New Largest Known Prime Discovered
posted almost 12 years ago
A new prime has been found, taking two rather interesting titles. First, it's now the largest known prime. That's cool, right? But even cooler is that this new prime is the 48th known Mersenne prime. Mersenne primes take the form (2^p)-1, where p itself is a prime. That is, Mersenne primes are primes that are one less than a power of 2. The list begins with 3, 7, 31, 127, ... It is not known if there are infinite Mersenne primes or not.
This prime is (2^57,885,161)-1, which is 17,425,170 digits long. Typing this out in MS Word using the standard font size (TNR, size 12, default margins) would result in a 5000+ page document.

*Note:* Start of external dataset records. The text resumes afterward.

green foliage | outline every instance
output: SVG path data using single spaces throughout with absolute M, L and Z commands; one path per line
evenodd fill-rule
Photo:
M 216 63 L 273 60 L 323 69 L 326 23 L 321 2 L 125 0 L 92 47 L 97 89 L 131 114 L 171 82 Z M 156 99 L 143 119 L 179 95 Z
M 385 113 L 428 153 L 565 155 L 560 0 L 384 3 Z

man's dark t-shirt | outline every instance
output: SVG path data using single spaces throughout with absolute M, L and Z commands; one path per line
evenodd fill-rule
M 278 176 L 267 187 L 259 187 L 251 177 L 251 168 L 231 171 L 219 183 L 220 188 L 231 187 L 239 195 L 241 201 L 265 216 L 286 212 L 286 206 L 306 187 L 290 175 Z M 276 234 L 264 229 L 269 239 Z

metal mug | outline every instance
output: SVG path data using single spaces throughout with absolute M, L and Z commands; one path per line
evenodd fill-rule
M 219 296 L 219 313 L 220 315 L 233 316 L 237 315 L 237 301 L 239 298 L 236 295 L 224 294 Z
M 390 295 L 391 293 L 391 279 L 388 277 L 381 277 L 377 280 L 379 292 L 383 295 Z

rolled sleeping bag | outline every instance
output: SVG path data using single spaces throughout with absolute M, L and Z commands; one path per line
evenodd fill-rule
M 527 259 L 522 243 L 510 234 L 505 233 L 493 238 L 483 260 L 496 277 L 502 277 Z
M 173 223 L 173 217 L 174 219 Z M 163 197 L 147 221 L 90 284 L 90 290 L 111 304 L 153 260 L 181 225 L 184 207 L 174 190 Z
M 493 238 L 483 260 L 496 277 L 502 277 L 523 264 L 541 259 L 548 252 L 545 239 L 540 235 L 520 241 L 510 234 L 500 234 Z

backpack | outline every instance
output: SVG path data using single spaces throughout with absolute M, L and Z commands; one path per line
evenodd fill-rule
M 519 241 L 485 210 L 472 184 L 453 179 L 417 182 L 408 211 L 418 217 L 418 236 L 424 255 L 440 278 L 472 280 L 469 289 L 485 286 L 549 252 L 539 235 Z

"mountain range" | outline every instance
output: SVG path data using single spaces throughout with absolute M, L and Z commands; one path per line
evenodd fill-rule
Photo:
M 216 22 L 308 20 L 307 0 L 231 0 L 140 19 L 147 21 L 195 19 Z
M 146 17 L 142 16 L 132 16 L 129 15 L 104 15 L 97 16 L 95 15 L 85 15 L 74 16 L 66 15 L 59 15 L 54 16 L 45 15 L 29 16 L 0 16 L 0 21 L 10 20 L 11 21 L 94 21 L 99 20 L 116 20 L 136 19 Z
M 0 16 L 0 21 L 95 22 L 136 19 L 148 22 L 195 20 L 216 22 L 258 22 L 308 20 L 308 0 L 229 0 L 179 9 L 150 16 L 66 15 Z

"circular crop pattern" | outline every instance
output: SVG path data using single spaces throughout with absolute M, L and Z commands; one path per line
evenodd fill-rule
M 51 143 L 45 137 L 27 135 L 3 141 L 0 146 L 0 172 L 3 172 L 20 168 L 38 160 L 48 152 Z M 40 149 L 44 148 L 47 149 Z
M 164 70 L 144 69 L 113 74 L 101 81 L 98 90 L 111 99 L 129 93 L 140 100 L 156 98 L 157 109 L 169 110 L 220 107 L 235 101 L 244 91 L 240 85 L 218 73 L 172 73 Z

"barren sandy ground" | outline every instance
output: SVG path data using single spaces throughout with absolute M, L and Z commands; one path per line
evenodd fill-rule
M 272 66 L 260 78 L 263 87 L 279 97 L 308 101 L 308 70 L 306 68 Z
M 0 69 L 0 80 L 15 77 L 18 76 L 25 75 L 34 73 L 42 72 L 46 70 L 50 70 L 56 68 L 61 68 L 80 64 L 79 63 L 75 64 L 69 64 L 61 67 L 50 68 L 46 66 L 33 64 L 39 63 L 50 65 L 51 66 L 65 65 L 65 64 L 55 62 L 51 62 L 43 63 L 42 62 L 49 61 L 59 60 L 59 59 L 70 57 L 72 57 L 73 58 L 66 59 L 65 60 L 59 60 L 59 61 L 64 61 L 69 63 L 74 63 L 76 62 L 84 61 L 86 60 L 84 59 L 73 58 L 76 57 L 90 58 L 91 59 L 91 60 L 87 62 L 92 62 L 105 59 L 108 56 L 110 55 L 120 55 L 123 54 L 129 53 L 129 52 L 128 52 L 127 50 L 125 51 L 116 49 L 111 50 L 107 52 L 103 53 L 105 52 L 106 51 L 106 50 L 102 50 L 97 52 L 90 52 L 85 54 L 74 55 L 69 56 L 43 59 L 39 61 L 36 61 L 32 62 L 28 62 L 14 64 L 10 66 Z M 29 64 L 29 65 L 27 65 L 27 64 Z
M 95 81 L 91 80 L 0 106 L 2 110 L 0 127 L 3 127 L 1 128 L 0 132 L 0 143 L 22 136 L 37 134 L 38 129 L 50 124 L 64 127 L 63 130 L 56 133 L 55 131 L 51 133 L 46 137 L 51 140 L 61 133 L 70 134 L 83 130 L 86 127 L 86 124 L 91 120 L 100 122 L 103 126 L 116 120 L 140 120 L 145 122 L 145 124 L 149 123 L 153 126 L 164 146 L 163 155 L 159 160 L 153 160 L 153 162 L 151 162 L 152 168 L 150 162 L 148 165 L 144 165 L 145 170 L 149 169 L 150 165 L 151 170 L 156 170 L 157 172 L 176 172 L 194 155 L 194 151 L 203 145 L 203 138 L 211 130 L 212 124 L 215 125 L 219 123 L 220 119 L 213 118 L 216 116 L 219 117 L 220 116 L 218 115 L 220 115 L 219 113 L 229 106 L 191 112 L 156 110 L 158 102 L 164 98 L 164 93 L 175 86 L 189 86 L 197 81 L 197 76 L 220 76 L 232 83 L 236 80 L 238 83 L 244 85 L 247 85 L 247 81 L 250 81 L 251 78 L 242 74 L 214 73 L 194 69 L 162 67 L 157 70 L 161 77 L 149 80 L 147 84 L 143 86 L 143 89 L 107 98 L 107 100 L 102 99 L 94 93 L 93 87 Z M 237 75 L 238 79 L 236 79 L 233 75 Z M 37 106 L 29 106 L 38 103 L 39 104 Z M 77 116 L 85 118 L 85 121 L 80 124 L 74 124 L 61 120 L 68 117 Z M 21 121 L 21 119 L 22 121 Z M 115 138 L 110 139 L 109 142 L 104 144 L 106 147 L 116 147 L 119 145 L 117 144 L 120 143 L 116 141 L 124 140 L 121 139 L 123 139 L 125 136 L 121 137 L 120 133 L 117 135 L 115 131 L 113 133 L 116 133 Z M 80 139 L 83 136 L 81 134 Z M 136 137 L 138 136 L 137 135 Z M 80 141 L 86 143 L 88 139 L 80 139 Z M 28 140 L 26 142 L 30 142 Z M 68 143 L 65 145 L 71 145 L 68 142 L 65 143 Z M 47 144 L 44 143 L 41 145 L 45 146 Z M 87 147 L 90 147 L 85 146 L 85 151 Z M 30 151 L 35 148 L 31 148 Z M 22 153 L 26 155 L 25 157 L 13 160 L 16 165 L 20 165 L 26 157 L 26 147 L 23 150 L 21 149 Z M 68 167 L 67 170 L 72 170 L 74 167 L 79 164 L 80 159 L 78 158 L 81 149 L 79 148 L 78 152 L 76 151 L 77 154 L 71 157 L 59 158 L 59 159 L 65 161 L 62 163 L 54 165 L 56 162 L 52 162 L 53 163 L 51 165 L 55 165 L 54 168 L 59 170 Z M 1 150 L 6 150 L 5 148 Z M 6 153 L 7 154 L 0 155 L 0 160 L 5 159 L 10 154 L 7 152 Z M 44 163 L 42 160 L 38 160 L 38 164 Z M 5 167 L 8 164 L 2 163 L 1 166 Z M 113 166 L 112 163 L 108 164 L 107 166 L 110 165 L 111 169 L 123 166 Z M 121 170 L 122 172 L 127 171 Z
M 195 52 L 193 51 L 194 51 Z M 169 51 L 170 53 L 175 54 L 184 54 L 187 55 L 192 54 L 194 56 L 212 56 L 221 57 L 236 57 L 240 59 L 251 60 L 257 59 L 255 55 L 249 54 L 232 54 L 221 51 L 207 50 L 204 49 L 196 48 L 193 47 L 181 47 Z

Mersenne primes are neat not just because of their form, but because they are related to perfect numbers. If M is a Mersenne prime, then M(M+1)/2 is a perfect number. Perfect numbers are numbers that can be expressed as the sum of their proper positive divisors (its divisors, not including itself). This list begins as 6, 28, 496, 8128, ... The proper positive divisors of 6 are 1, 2, 3, which add up to make 6.
The prime was found via the Great Internet Mersenne Prime Search (GIMPS). This utilizes the computing power of a network composed of volunteers in order to find more Mersenne Primes.